【中日】「42」の後継者・ブライト健太が決勝打 ブランコ氏の遺志を受け継ぐ竜ナイン

2025年4月10日(木)11時20分 ココカラネクスト

ブライト健太はブランコさんの背番号「42」を受け継いでいる(C)産経新聞社

 多くのプロ野球ファンが言葉を失ったに違いない。

 現地時間4月8日、トニ・ブランコが故郷・ドミニカ共和国でナイトクラブを訪れ、天井崩落事故に巻き込まれ亡くなった。44歳、非業の死だった。

【動画】42を受け継いだブライト健太が魂の決勝タイムリー

 2009年、当時の森繁和コーチに見出され中日に入団すると、来日初年度に本塁打王&打点王の二冠。翌年からは主軸の一人として球団初のリーグ連覇に貢献した。
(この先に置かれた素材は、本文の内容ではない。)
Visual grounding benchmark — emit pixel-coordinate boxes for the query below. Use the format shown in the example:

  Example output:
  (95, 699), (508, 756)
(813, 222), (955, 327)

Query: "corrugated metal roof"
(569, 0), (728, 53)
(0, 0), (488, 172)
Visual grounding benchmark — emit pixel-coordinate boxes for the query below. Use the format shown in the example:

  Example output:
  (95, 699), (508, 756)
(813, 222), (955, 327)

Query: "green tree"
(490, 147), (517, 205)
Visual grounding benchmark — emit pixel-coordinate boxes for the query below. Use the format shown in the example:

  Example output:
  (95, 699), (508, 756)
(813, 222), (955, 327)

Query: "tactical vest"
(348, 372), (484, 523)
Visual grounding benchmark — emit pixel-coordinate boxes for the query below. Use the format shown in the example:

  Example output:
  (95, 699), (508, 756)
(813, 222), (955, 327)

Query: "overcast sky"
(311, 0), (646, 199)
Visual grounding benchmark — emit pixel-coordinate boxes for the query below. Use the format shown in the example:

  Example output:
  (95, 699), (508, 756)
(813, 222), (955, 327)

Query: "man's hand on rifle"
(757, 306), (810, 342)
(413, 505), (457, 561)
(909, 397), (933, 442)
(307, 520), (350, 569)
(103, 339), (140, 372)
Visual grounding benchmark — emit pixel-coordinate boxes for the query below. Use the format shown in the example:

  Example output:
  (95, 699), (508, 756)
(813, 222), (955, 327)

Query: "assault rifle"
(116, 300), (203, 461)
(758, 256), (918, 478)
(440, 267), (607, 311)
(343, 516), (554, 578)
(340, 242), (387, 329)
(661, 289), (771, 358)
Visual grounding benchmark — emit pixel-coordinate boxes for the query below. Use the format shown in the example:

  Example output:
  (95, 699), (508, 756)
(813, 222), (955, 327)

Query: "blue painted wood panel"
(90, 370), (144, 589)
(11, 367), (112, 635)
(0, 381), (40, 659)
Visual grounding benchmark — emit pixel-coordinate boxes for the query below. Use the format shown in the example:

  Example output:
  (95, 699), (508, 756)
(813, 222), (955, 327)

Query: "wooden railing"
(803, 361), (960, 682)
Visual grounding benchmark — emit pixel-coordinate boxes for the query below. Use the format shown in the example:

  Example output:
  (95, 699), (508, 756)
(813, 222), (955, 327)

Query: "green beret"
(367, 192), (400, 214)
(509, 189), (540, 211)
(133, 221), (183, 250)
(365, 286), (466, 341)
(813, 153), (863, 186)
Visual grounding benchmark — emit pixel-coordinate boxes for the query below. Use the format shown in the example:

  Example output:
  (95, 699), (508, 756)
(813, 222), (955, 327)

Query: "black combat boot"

 13年にDeNAへ移ると、不動の4番として大活躍。移籍1年目に首位打者&打点王、キャリアハイの41本塁打をマーク。15〜16年にはオリックスに在籍した。

 NPBでの8シーズンで通算181本塁打、OPS.867と自慢のパワーを遺憾なく発揮。「記録にも記憶にも残る」助っ人スラッガーだった。

■素顔は心優しいナイスガイ
 188センチ102キロの堂々たる体躯に、丸太のような腕でバットを扱う姿に「おっかない」印象を抱く人もいたかもしれない。でも、素顔は心優しく、真摯な姿勢で野球に取り組んだナイスガイだった。

 それでいて、活躍するとすぐに油断して体重を増やし、ダイエットに励むという繰り返し。いい意味でツッコミどころのある選手でもあった。
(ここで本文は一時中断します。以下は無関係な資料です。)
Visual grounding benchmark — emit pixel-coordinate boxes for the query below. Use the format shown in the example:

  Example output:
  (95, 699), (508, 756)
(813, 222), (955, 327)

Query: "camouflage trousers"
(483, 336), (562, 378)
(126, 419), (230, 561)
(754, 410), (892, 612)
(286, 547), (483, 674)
 そんな人柄だから、ブランコは選手にもファンにも愛された。亡くなった後の追悼コメントの数々を見てもお分かりだろう。

 現地報道によると、ブランコはエステバン・ヘルマン(元西武・オリックス)と共にライブを楽しんでいたところ、会場の屋根崩落に遭遇。トイレから戻ってきたヘルマンを突き飛ばし、自らが「人柱」となる形でヘルマンを助けたとされる。最後までナイスガイが過ぎる。

■亡くなったその日に「42」番が決める
 訃報が届いた約半日後、かつてブランコが何度もアーチをかけたナゴヤドーム(バンテリンドームナゴヤ)で、中日は広島と戦っていた。

 1−1の同点で迎えた8回裏、二死二、三塁の場面で、井上一樹監督はブライト健太を代打に送った。

 ブランコと共にプレーした指揮官が、同じ「42」を背負う選手を勝負どころでコールするーー、これだけでも出来すぎなのに、ブライトは広島左腕、ハーンの外角直球を捉え、センター後方へ決勝タイムリーを運んだ。走者が2人いる状況、センター右への打球方向を見て、2011年の優勝を決めた同点3ラン(横浜スタジアム、10月18日)を思い出したのは筆者だけだろうか。

 その後に走塁死をかますところはご愛嬌。これもまた、おっちょこちょいなブランコを想起させるものだった。

 「悲しいニュースですけど、そういったことが起きた後の試合で活躍できたのは凄く意味があることだと思う」

 ブライトは試合後、こう話したそうだ。もうブランコの勇姿は見られないけど、彼の“遺志”は確実に竜ナインに受け継がれていく。